Informar

Médico posta reação de idosa em primeira consulta com negro

"Ela ficou com aquela carinha de admirada, de quem está vendo uma coisa muita especial, que o olhinho chegava a brilhar", relatou o profissional

Por: Redação | Comunicar erro
Médico e idosa
Crédito: Reprodução / FacebookO post viralizou nas redes sociais

O médico Fred William Nicácio, de 31 anos, publicou no Facebook uma foto ao lado de uma paciente idosa para mostrar sua reação ao ser consultada pela primeira vez por um profissional negro. O atendimento ocorreu no mês de agosto em um hospital municipal de Conceição de Macabu, no Rio de Janeiro.

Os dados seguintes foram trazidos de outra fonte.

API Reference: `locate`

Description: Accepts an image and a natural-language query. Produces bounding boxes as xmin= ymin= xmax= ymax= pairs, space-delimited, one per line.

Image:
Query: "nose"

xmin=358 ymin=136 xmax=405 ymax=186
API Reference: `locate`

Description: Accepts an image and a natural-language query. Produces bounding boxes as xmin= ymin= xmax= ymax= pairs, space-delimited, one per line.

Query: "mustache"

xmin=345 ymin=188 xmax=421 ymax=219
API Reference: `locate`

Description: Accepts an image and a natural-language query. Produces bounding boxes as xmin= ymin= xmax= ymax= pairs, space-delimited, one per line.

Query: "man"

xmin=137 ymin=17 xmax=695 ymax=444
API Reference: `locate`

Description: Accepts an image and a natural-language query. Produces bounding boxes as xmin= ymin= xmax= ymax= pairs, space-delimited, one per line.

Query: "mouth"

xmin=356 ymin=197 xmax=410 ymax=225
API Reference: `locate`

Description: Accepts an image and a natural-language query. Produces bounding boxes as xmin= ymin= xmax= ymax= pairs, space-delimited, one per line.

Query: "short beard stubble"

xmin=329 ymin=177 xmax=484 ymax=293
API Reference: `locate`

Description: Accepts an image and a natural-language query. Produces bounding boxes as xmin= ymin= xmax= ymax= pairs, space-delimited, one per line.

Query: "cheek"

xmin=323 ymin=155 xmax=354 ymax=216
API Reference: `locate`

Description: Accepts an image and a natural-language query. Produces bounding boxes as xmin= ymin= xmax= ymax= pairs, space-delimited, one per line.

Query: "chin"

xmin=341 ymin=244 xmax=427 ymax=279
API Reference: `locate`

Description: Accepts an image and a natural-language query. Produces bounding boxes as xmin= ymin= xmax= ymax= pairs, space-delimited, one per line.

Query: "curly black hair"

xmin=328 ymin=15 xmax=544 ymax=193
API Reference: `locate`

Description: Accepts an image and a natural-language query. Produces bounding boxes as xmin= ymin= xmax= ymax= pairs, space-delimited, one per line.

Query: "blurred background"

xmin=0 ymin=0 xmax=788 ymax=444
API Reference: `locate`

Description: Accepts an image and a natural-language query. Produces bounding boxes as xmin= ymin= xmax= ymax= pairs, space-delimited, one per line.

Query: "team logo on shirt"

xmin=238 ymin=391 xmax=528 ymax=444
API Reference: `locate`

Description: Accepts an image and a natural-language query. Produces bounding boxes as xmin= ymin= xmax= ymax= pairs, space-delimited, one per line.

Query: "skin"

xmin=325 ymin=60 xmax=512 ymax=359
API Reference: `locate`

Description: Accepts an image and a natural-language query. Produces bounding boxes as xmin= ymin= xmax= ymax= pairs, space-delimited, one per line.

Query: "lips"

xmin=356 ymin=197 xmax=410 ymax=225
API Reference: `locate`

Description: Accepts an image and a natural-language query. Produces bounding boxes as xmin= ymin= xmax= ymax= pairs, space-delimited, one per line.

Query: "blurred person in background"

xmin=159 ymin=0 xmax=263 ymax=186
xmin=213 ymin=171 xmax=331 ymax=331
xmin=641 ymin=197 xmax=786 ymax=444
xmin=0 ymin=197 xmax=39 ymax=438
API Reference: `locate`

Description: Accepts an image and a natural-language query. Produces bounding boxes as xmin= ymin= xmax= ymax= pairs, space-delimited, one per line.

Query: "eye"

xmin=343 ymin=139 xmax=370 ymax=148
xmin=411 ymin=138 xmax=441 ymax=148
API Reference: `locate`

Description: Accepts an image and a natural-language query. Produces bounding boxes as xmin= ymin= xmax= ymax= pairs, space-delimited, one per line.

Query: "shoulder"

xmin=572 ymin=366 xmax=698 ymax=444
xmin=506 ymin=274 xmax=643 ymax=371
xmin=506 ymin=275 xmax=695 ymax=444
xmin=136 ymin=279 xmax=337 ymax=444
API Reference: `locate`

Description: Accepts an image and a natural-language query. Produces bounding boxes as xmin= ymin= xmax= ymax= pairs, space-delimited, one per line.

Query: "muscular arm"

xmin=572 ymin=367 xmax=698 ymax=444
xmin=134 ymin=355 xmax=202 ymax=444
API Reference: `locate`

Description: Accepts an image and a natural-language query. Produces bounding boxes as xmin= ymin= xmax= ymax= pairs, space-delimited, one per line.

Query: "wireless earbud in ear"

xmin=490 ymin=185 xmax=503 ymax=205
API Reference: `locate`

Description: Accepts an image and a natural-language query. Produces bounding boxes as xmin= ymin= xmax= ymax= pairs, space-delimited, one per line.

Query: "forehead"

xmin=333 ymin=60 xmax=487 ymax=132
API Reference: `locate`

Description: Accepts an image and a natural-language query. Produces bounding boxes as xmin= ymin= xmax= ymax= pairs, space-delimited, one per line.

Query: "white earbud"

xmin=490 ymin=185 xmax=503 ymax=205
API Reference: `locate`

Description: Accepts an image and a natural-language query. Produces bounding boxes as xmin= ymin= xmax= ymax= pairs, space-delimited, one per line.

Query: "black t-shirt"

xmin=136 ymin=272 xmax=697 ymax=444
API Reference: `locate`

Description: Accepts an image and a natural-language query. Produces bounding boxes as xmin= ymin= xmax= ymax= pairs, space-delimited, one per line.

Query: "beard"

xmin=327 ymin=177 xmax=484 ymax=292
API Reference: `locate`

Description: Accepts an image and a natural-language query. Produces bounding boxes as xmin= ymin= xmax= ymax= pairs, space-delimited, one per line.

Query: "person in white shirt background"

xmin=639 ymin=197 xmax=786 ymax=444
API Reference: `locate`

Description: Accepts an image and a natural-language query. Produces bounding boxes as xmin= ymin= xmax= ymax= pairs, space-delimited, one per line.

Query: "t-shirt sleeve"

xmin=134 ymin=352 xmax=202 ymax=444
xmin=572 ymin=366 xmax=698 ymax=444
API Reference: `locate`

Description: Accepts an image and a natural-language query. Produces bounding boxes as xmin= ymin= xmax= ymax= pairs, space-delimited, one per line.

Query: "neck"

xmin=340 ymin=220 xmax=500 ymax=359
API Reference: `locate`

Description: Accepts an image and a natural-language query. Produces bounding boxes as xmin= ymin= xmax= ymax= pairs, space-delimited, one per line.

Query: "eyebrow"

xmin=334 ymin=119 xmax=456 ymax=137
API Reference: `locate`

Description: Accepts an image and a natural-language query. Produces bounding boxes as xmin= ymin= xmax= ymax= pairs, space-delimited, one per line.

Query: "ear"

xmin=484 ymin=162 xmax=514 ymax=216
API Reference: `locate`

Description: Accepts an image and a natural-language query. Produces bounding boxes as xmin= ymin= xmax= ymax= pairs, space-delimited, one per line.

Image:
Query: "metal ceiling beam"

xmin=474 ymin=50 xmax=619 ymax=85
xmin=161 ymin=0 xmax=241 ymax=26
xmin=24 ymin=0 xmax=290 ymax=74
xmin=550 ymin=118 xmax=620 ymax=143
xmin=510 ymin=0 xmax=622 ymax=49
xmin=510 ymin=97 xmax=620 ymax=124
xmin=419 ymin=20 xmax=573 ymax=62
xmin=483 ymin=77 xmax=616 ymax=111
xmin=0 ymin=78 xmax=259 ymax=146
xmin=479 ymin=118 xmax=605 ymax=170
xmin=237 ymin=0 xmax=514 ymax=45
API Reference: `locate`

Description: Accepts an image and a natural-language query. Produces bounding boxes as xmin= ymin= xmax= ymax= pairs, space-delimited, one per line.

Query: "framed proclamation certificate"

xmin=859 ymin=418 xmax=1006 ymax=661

“Essa é a Dona Eunice, e no auge dos seus 74 anos, foi a primeira vez que foi consultada por um médico negro. Obrigado por me dar essa honra, Dona Eunice”, escreveu Fred na postagem. O relato viralizou nas redes sociais, com mais de 22 mil curtidas e 10 mil compartilhamentos.

Fred William Nicácio

Essa é a Dona Eunice, e no auge dos seus 74 anos, foi a primeira vez que foi consultada por um médico negro. ⠀⠀⠀⠀⠀⠀⠀⠀⠀ Obrigado por me dar essa honra, Dona Eunice. ⠀⠀⠀⠀⠀⠀⠀⠀⠀ #mediconegro…

De acordo com informações do G1, o médico contou que a senhora entrou no consultório com o neto de 9 anos.

“Ela ficou com aquela carinha de admirada, de quem está vendo uma coisa muita especial, que o olhinho chegava a brilhar. Estava com um sorriso contido e aí eu percebi essa face dela de contentamento, e eu falei assim: ‘tudo bem com a senhora?’. E ela disse que sim, mas que queria tirar uma foto comigo. Eu disse: ‘claro, mas por que?’. Foi quando ela revelou que era a primeira vez que estava sendo atendida por um médico negro. Aí ela me ganhou, me desmanchou, e deu nisso daí”, afirmou Dr. Fred.

“Isso me motivou a postar para fazer esse questionamento: por quantos médicos negros você já foi atendido na sua vida? Será que você vai ter que esperar 74 anos igual a Dona Eunice para poder ser atendido? “, questionou o profissional.

A mulher levou o neto de 9 anos para ser atendido por Fred William, que é aluno do 6º ano de medicina na Unig, no Campus 5. “O mais incrível dessa história é que o neto dela não precisou esperar 74 anos para ser atendido por um médico negro”, disse na rede social.